These labels were automatically added by AI and may be inaccurate. For details, see About Literature Database.
Abstract
Despite significant advancements in out-of-distribution (OOD) detection,
existing methods still struggle to maintain robustness against adversarial
attacks, compromising their reliability in critical real-world applications.
Previous studies have attempted to address this challenge by exposing detectors
to auxiliary OOD datasets alongside adversarial training. However, the
increased data complexity inherent in adversarial training, and the myriad of
ways that OOD samples can arise during testing, often prevent these approaches
from establishing robust decision boundaries. To address these limitations, we
propose AROS, a novel approach leveraging neural ordinary differential
equations (NODEs) with Lyapunov stability theorem in order to obtain robust
embeddings for OOD detection. By incorporating a tailored loss function, we
apply Lyapunov stability theory to ensure that both in-distribution (ID) and
OOD data converge to stable equilibrium points within the dynamical system.
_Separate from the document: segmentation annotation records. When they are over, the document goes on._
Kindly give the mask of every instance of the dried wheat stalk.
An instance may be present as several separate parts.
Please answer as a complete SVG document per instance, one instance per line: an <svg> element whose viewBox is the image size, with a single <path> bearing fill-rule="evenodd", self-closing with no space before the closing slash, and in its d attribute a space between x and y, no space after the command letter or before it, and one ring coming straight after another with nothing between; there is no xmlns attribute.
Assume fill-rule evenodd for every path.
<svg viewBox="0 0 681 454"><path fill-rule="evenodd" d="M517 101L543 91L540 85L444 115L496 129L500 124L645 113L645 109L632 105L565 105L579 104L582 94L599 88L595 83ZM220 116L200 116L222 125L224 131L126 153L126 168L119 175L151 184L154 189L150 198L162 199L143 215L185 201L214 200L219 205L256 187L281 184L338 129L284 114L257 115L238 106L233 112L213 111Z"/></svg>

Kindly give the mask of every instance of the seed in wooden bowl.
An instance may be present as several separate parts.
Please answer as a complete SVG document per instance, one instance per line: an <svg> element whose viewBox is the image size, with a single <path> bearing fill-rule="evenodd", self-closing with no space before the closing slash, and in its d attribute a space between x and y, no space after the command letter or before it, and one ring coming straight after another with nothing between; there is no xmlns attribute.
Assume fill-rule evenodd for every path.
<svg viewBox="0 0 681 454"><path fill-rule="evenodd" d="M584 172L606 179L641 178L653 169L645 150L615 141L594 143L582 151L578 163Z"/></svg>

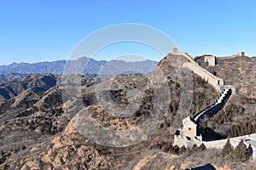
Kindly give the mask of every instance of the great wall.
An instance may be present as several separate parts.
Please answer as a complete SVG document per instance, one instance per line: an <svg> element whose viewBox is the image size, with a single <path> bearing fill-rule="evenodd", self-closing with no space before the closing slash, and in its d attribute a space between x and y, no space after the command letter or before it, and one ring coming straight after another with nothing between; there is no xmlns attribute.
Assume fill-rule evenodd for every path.
<svg viewBox="0 0 256 170"><path fill-rule="evenodd" d="M201 134L198 132L198 124L201 122L205 116L213 116L218 111L219 111L226 104L228 99L232 94L236 94L236 88L230 85L224 85L224 80L217 77L216 76L210 73L206 69L200 66L193 58L189 55L187 53L179 52L177 48L171 49L172 55L181 55L185 57L189 62L185 63L183 67L189 69L195 74L201 76L207 82L211 84L214 88L220 92L220 96L216 99L216 101L205 108L204 110L196 113L194 116L183 117L182 128L177 128L175 131L174 134L174 145L179 147L192 147L194 144L199 146L201 144L204 144L207 148L216 148L223 149L223 146L226 144L226 139L220 140L211 140L204 141ZM239 52L234 56L244 56L244 52ZM216 65L215 56L205 56L205 62L208 62L210 66L214 66ZM240 136L230 139L230 144L235 148L241 140L243 140L247 147L251 147L253 149L253 156L252 160L256 161L256 133Z"/></svg>

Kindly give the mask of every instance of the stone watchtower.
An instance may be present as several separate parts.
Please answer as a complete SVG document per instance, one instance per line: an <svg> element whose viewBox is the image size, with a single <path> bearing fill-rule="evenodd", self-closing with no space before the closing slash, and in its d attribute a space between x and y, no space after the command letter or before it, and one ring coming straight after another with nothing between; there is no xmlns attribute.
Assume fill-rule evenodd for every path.
<svg viewBox="0 0 256 170"><path fill-rule="evenodd" d="M205 62L208 62L209 66L215 66L216 57L212 55L205 55Z"/></svg>
<svg viewBox="0 0 256 170"><path fill-rule="evenodd" d="M177 54L178 51L177 51L177 48L172 48L171 49L171 54Z"/></svg>

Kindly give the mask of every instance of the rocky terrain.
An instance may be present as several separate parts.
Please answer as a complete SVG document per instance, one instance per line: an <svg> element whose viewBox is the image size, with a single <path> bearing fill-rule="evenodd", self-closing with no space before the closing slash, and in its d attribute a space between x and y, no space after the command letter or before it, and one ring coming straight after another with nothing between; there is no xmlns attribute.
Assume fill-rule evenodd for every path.
<svg viewBox="0 0 256 170"><path fill-rule="evenodd" d="M189 104L183 103L181 77L170 64L172 57L167 55L156 67L156 71L160 70L166 76L170 90L171 101L166 103L164 118L155 129L152 129L150 136L125 147L108 146L86 138L73 121L76 115L70 113L84 110L90 119L114 131L139 127L154 113L154 99L157 90L147 85L145 75L118 75L110 80L111 89L100 89L100 94L96 93L96 89L106 81L105 78L79 76L81 86L78 88L81 95L76 95L76 92L69 93L67 94L72 98L67 99L63 98L63 91L73 89L75 85L68 75L61 78L53 74L32 74L19 80L7 80L0 85L0 169L183 169L207 163L212 163L219 169L253 169L255 164L241 163L224 156L221 150L172 145L174 128L180 124L183 116L194 115L209 105L218 93L192 74L193 90L186 92L192 94L189 113L177 114L182 105ZM177 63L186 61L181 59ZM216 71L220 77L225 75L224 71L235 70L234 65L227 63L225 71L216 69L218 66L206 68ZM241 71L243 69L241 68ZM230 71L229 74L233 73ZM241 122L251 122L250 132L254 132L255 100L245 91L240 90L243 83L250 84L240 81L245 75L227 80L223 77L230 81L230 84L236 82L236 87L241 87L238 88L241 94L232 97L223 110L206 122L203 128L211 128L223 136L237 136L249 132L241 132L241 127L248 127L247 124L241 125ZM77 76L74 76L73 80ZM237 82L235 82L236 78ZM65 86L61 85L63 82ZM125 108L130 98L136 96L136 93L130 92L137 93L137 90L143 90L143 94L141 98L134 99L137 110L128 116L116 117L109 114L106 108L113 109L113 106L107 102L106 108L102 108L98 99L101 94L108 93L116 107ZM82 99L83 105L76 105L79 99ZM238 127L237 132L233 132L232 129L236 129L234 126Z"/></svg>

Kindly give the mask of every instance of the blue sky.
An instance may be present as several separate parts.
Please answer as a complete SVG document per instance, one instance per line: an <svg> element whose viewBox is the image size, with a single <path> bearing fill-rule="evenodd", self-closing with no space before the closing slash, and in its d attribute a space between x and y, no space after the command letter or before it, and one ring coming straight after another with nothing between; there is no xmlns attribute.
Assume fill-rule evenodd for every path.
<svg viewBox="0 0 256 170"><path fill-rule="evenodd" d="M67 60L84 37L121 23L154 27L192 56L255 56L255 8L253 0L1 1L0 65Z"/></svg>

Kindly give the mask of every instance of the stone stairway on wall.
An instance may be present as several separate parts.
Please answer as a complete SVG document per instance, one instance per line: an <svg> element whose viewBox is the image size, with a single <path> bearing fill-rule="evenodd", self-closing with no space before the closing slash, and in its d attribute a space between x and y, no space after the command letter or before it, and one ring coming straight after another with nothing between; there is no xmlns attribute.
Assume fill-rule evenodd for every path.
<svg viewBox="0 0 256 170"><path fill-rule="evenodd" d="M225 105L229 98L232 94L232 90L230 88L224 88L221 93L220 96L217 100L208 107L205 108L201 111L198 112L194 116L194 119L196 122L200 122L201 119L207 115L207 116L212 116L218 113Z"/></svg>
<svg viewBox="0 0 256 170"><path fill-rule="evenodd" d="M177 48L172 48L171 54L173 55L182 55L185 57L190 62L185 63L183 65L183 67L189 69L195 74L201 76L207 82L212 85L217 91L221 92L224 87L224 81L222 79L215 76L213 74L212 74L206 69L201 67L199 64L195 62L193 60L193 58L190 55L189 55L187 53L178 52Z"/></svg>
This approach encourages any perturbed input to return to its stable
equilibrium, thereby enhancing the model's robustness against adversarial
perturbations. To not use additional data, we generate fake OOD embeddings by
sampling from low-likelihood regions of the ID data feature space,
approximating the boundaries where OOD data are likely to reside. To then
further enhance robustness, we propose the use of an orthogonal binary layer
following the stable feature space, which maximizes the separation between the
equilibrium points of ID and OOD samples. We validate our method through
extensive experiments across several benchmarks, demonstrating superior
performance, particularly under adversarial attacks. Notably, our approach
improves robust detection performance from 37.8% to 80.1% on CIFAR-10 vs.
CIFAR-100 and from 29.0% to 67.0% on CIFAR-100 vs. CIFAR-10.